The exact moment of GM visibility across blocks is hardware-specific: the ISA guarantees that the ordering contract is satisfied, but the exact timing of cross-block visibility depends on the target profile:
- A2/A3 and A5: Visibility is guaranteed after the block-level synchronization (e.g., wait_flag/pipe_barrier or collective op) completes; the hardware enforces visibility within a bounded time window after the sync operation.
- CPU simulator: Visibility is immediate within the same process address space, since there is no physical DMA or device memory hierarchy.
UB Visibility¶
UB is core-local: only the AI Core that owns the UB can read or write it. UB data is NOT visible to other cores.
UB visibility within a core follows program order plus event order. The following are guaranteed by the ISA:
- UB reads within a core see all prior UB writes within that core (program order).
- UB reads see data from
copy_gm_to_ubufonly after the correspondingwait_flagreturns.

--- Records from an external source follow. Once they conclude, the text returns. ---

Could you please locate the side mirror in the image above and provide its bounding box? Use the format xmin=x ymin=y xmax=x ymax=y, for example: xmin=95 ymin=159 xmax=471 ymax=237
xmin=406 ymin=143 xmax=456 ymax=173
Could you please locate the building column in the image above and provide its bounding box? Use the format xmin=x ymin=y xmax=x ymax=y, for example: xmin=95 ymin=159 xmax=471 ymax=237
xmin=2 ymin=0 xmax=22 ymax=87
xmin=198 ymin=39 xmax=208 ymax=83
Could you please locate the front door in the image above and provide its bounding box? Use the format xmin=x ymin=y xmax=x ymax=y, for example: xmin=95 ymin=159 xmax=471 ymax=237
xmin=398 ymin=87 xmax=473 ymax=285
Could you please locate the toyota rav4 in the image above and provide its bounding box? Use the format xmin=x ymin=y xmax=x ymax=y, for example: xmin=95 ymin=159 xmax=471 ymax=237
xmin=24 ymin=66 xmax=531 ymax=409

Undefined, Unspecified, and Implementation-Defined¶
PTO uses these terms precisely:
| Term | Meaning | Example |
|---|---|---|
| Undefined | Behavior is intentionally unspecified; any outcome is permitted | Reading a tile's out-of-valid-region element |
| Unspecified | The ISA does not define the behavior; implementations may choose | Exact cycle count of an operation |
| Implementation-Defined | The behavior is defined by the implementation but documented | FTZ behavior for denormals on A5 |
Target Refinement¶
CPU, A2/A3, and A5 may differ in implementation detail and support subsets, but the baseline manual must still say clearly which ordering facts are:
| Category | Portability |
|---|---|
| Program order within a tile buffer | Portable across all profiles |
Event order via set_flag/wait_flag |
Portable across all profiles (same semantics, different pipe spaces) |
RecordEvent chaining |
Portable across all profiles |
| Barrier order via collective ops | Not available on CPU; available on A2/A3 and A5 |
| UB→GM implicit visibility | Not portable; requires explicit TSTORE/copy_ubuf_to_gm |
| A5-specific stronger ordering | A5-specific, not portable to CPU/A2/A3 |
Cases That Are Not Allowed¶
Cases That Are Not Allowed
- Documenting implementation detail as though it were the portable memory model.
- Hiding visibility requirements inside vague words like "usually ordered."
- Mixing memory-model guarantees with scheduling heuristics.
- Claiming that data is visible across blocks without an explicit synchronization operation.
- Assuming that "the hardware does it automatically" without specifying which operation provides the guarantee.